The main question: I have a size square. I have a vector of upper and lower bounds. What is the most efficient way to list vertex coordinates?
Background: As an example, let's say that I have a 3-dimensional box. What is the most efficient algorithm / code to get:
vertex[0] = ( 0, 0, 0 ) -> ( L_0, L_1, L_2 ) vertex[1] = ( 0, 0, 1 ) -> ( L_0, L_1, U_2 ) vertex[2] = ( 0, 1, 0 ) -> ( L_0, U_1, L_2 ) vertex[3] = ( 0, 1, 1 ) -> ( L_0, U_1, U_2 ) vertex[4] = ( 1, 0, 0 ) -> ( U_0, L_1, L_2 ) vertex[5] = ( 1, 0, 1 ) -> ( U_0, L_1, U_2 ) vertex[6] = ( 1, 1, 0 ) -> ( U_0, U_1, L_2 ) vertex[7] = ( 1, 1, 1 ) -> ( U_0, U_1, U_2 )

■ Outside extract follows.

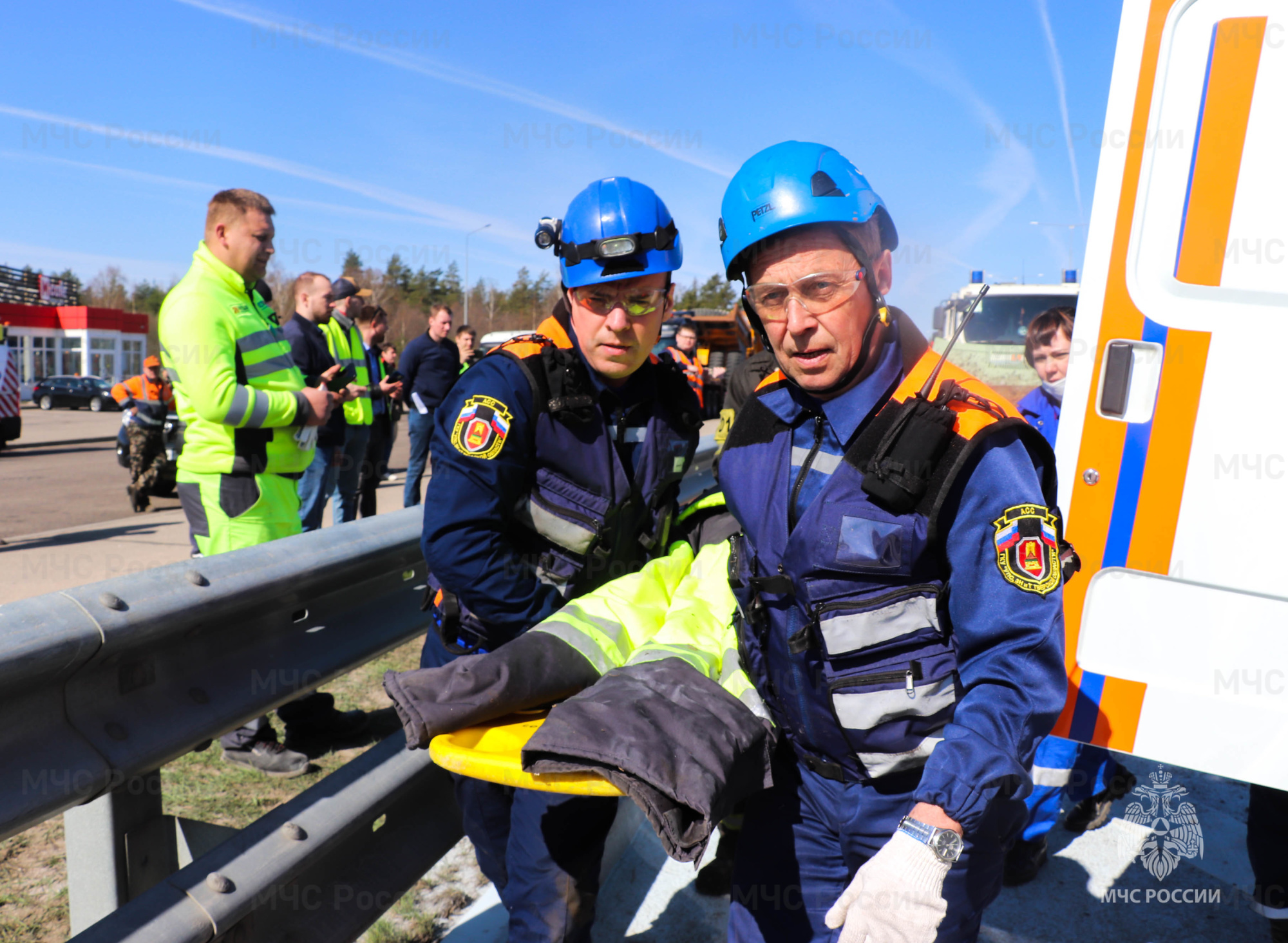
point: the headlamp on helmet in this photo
(549, 232)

where L_0 corresponds to the 0th element of the lower bound vector, and U_2 - the 2nd element of the upper boundary vector.
My code is:
const unsigned int nVertices = ((unsigned int)(floor(std::pow( 2.0, double(nDimensions))))); for ( unsigned int idx=0; idx < nVertices; ++idx ) { for ( unsigned int k=0; k < nDimensions; ++k ) { if ( 0x00000001 & (idx >> k) ) { bound[idx][k] = upperBound[k]; } else { bound[idx][k] = lowerBound[k]; } } }
where the bound variable is declared as:
std::vector< std::vector<double> > bound(nVertices);
but I predefined it so as not to waste time allocating memory. I need to call the above procedure about 50,000,000 times every time I run my algorithm, so I need it to be really effective.
Possible subheadings:. Most likely, there is a transition to k instead of always shifting by 1 and preserving the intermediate result? (Should I use → = ??)